Convolutional Maximum Mean Discrepancy for Inference in Noisy Data

arXiv stat.ML / 4/15/2026

💬 OpinionIdeas & Deep AnalysisModels & Research

Key Points

  • The paper proposes a new inference framework for data contaminated by measurement error, including potentially heteroscedastic noise drawn from a known distribution.
  • It introduces convolutional Maximum Mean Discrepancy (convMMD), which compares distributions after convolving with the noise while preserving metric validity under standard kernel assumptions.
  • The authors derive finite-sample deviation bounds that remain unaffected by measurement error and show an equivalence between hypothesis testing under noise and kernel smoothing.
  • They present a convMMD-based estimator with proofs of consistency and asymptotic normality, along with an efficient implementation using stochastic gradient descent.
  • Experiments and real-world applications (notably in astronomy and social sciences) demonstrate the method’s practical effectiveness under noisy observational settings.

Abstract

Modern data analyses frequently encounter settings where samples of variables are contaminated by measurement error.

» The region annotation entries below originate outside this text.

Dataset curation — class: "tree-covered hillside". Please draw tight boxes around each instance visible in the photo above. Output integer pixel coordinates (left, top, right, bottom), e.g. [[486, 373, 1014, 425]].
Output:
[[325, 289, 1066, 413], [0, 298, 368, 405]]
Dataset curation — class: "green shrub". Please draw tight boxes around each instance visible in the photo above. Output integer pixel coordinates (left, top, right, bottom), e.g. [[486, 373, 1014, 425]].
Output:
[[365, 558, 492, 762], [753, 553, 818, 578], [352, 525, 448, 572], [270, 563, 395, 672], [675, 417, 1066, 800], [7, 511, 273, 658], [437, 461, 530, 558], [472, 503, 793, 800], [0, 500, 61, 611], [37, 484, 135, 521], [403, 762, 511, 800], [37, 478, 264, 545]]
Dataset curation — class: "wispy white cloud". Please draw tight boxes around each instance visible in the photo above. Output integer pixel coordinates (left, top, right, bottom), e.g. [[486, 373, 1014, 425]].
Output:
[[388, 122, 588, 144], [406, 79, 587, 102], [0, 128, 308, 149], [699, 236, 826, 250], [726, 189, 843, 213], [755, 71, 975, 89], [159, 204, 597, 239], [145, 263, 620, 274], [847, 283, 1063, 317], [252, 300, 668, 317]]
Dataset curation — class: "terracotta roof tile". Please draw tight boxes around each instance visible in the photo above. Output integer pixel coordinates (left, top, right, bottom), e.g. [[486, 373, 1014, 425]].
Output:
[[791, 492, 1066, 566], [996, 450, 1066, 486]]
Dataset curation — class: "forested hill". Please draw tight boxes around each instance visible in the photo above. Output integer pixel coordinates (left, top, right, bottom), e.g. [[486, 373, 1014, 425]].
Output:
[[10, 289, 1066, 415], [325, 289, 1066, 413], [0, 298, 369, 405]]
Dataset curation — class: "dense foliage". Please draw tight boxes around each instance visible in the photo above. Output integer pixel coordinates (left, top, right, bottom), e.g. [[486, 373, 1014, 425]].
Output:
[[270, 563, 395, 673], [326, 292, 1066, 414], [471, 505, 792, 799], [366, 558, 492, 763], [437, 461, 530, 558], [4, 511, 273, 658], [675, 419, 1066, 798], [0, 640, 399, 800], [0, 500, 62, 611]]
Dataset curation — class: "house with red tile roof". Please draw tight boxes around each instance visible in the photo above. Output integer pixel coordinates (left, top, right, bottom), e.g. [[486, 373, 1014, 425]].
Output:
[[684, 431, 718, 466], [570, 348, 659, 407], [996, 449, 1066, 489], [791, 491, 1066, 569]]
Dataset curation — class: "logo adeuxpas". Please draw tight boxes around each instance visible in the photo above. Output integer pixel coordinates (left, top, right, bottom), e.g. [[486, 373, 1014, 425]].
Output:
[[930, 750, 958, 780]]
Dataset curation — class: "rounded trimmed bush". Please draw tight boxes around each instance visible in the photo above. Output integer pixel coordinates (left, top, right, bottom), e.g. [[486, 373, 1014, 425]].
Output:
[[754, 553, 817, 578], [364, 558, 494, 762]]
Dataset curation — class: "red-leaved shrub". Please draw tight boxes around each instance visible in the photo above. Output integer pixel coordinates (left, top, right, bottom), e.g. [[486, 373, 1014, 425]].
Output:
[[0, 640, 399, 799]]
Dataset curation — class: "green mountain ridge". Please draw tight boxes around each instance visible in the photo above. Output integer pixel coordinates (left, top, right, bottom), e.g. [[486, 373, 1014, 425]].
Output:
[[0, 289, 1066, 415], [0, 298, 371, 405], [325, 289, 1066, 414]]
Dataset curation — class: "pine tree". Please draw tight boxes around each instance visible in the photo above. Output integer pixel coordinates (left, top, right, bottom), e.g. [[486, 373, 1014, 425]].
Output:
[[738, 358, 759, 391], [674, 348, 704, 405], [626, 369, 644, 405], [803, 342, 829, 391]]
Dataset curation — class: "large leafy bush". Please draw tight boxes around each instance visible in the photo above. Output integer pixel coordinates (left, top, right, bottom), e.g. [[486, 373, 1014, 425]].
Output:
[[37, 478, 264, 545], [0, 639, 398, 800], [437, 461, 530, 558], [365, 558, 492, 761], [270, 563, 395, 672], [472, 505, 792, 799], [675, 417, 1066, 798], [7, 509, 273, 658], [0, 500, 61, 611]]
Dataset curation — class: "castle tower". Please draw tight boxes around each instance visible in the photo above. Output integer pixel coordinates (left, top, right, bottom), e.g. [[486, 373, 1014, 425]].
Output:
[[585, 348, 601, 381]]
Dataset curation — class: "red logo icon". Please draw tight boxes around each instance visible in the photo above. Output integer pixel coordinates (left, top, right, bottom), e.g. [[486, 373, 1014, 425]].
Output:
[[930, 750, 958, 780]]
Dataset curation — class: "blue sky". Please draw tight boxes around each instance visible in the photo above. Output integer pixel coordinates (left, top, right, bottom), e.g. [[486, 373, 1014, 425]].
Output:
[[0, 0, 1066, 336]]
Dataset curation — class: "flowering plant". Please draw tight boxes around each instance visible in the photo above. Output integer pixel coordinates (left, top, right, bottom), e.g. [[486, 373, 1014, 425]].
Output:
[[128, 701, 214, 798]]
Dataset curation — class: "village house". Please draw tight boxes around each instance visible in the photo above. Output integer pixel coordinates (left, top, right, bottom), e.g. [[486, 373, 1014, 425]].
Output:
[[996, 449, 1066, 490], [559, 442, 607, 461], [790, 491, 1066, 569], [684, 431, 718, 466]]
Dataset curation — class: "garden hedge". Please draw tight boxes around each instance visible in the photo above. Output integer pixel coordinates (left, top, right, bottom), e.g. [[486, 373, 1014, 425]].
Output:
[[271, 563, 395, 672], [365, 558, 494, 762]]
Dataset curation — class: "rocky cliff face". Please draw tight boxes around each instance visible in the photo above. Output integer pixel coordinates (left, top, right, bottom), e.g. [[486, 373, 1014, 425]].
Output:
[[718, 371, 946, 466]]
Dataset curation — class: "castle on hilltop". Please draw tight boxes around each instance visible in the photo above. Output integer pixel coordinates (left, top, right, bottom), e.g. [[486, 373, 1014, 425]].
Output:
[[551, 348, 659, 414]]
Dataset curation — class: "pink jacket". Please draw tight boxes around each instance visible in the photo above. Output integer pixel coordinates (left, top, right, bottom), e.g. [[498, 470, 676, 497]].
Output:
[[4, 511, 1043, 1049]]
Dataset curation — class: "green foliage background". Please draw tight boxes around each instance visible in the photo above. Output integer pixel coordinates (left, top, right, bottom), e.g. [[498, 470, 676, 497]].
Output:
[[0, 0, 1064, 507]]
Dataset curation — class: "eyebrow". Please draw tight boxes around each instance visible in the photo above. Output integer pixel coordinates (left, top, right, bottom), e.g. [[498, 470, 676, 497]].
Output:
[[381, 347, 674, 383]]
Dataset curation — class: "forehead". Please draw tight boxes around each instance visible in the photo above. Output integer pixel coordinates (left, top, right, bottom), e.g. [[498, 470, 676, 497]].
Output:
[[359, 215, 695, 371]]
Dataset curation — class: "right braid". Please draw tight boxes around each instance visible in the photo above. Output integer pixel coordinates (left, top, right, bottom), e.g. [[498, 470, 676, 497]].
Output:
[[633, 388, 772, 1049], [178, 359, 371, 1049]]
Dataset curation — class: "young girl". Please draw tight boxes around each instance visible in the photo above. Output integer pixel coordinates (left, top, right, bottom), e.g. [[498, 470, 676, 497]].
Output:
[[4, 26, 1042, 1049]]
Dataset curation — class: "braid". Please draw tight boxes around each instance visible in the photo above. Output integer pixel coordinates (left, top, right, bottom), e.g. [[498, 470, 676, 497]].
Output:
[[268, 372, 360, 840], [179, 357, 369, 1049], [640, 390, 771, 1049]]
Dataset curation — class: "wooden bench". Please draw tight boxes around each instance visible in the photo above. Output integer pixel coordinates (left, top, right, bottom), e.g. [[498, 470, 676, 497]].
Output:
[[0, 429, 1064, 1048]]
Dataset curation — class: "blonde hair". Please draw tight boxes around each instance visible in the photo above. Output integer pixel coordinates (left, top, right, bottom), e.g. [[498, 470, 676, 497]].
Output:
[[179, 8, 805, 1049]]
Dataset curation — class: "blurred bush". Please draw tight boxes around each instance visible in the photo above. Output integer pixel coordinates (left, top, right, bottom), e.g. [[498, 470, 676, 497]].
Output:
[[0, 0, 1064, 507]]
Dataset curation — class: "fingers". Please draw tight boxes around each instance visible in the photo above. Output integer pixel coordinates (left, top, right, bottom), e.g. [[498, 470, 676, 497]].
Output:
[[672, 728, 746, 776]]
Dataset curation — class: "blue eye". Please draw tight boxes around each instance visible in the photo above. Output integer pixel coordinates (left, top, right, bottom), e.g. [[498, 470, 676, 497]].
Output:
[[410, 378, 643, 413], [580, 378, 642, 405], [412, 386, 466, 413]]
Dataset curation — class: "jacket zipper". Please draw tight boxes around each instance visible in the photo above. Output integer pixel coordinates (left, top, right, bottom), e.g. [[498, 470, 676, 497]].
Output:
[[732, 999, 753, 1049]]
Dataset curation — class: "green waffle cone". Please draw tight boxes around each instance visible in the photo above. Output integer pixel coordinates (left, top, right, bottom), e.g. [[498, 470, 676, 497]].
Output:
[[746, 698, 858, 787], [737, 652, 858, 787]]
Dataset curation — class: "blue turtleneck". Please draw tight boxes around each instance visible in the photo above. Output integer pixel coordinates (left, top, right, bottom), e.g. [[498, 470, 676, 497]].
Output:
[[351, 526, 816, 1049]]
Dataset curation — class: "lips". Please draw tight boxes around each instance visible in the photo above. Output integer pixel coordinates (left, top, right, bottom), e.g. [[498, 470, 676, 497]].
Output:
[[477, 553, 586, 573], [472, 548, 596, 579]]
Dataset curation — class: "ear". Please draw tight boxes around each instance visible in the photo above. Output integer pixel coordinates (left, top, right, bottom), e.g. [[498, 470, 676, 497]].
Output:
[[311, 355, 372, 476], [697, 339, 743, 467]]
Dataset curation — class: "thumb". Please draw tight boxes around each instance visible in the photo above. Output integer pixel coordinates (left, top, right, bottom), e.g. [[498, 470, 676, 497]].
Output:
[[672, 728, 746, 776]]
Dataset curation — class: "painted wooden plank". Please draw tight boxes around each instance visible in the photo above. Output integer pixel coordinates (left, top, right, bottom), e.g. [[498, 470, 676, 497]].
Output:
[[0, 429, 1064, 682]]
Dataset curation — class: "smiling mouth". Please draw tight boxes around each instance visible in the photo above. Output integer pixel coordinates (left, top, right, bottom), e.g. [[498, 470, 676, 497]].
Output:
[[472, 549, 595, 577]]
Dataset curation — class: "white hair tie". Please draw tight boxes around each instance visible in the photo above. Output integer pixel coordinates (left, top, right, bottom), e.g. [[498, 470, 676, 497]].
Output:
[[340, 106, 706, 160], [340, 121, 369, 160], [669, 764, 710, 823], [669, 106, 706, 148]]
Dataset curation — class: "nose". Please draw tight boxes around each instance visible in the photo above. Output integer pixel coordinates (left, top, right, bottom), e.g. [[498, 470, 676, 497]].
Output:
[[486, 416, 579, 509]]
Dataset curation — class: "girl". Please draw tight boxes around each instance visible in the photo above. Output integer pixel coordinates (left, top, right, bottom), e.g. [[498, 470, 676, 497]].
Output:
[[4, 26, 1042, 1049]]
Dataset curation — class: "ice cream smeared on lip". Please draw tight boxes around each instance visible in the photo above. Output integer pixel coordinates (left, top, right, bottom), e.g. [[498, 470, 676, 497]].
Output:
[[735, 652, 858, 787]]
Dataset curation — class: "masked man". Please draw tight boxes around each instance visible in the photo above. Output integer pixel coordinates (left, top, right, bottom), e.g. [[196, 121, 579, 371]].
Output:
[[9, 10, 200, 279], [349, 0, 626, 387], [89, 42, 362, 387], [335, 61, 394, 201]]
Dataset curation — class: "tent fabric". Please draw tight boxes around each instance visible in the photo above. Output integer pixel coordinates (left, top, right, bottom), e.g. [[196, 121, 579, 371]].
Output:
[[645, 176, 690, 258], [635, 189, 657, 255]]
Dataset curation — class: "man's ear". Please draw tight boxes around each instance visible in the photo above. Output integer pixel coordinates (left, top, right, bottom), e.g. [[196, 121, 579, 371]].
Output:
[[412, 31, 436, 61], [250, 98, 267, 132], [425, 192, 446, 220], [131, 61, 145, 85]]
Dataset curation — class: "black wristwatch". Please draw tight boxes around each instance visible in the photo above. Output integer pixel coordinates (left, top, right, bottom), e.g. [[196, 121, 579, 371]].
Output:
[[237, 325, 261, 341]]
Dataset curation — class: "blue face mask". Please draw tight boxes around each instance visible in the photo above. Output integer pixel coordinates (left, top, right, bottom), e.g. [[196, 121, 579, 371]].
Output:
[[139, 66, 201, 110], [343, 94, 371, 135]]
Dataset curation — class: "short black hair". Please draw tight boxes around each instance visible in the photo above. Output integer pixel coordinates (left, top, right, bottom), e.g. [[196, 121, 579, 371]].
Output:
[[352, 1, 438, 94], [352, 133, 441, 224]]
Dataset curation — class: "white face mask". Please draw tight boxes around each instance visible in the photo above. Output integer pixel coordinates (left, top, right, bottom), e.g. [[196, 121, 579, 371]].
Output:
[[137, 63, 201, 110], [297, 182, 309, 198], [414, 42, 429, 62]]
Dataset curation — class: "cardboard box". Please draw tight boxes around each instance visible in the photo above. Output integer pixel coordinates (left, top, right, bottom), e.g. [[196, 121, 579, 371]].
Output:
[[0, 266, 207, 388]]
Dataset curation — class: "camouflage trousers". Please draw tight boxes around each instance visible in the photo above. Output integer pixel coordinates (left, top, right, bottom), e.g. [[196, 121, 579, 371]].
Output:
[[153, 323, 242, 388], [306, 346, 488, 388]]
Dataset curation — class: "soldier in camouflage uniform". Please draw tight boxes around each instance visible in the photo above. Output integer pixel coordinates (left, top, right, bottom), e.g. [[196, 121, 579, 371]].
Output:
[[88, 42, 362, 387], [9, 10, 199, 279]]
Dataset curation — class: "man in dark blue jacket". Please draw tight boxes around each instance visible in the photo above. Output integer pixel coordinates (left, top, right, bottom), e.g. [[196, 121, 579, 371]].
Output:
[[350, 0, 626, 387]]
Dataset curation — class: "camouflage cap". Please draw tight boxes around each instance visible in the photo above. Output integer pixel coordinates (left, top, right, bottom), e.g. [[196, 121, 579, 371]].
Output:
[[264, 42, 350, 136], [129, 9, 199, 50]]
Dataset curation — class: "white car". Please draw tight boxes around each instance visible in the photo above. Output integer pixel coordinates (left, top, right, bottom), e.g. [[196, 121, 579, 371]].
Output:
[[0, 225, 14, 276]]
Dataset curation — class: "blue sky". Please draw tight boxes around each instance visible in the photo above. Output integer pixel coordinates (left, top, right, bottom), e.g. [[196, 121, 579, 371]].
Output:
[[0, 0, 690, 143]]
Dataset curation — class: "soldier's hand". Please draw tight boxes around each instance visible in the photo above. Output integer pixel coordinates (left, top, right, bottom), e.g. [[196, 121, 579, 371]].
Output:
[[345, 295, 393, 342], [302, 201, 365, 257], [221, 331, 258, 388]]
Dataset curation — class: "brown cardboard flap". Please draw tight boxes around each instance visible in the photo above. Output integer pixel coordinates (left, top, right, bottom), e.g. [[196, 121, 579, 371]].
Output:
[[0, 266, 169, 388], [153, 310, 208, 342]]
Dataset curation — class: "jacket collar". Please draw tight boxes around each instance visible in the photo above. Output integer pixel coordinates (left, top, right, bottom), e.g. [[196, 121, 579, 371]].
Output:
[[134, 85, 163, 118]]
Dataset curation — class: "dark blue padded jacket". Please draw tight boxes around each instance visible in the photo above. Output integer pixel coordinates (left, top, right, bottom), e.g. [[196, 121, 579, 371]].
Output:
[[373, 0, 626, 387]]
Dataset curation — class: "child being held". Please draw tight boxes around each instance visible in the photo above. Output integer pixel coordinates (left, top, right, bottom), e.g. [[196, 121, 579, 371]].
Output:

Ignoring measurement noise can substantially degrade statistical inference, while existing correction techniques are often computationally costly and inefficient. Recent advances in kernel methods, particularly those based on Maximum Mean Discrepancy (MMD), have enabled flexible, distribution-free inference, yet typically assume precise data and overlook contamination by measurement error. In this work, we introduce a novel framework for inference with samples corrupted by potentially heteroscedastic noise from a known distribution. Central to our approach is the convolutional MMD (convMMD), which compares distributions after noise convolution and retains metric validity under standard kernel conditions. We establish finite-sample deviation bounds that are unaffected by measurement error and prove an equivalence between testing under noise and kernel smoothing. Leveraging these insights, we introduce a convMMD-based estimator for inference with noisy, heteroscedastic observations. We establish its consistency and asymptotic normality, and provide an efficient implementation using stochastic gradient descent. We demonstrate the practical effectiveness of our approach through simulations and applications in astronomy and social sciences.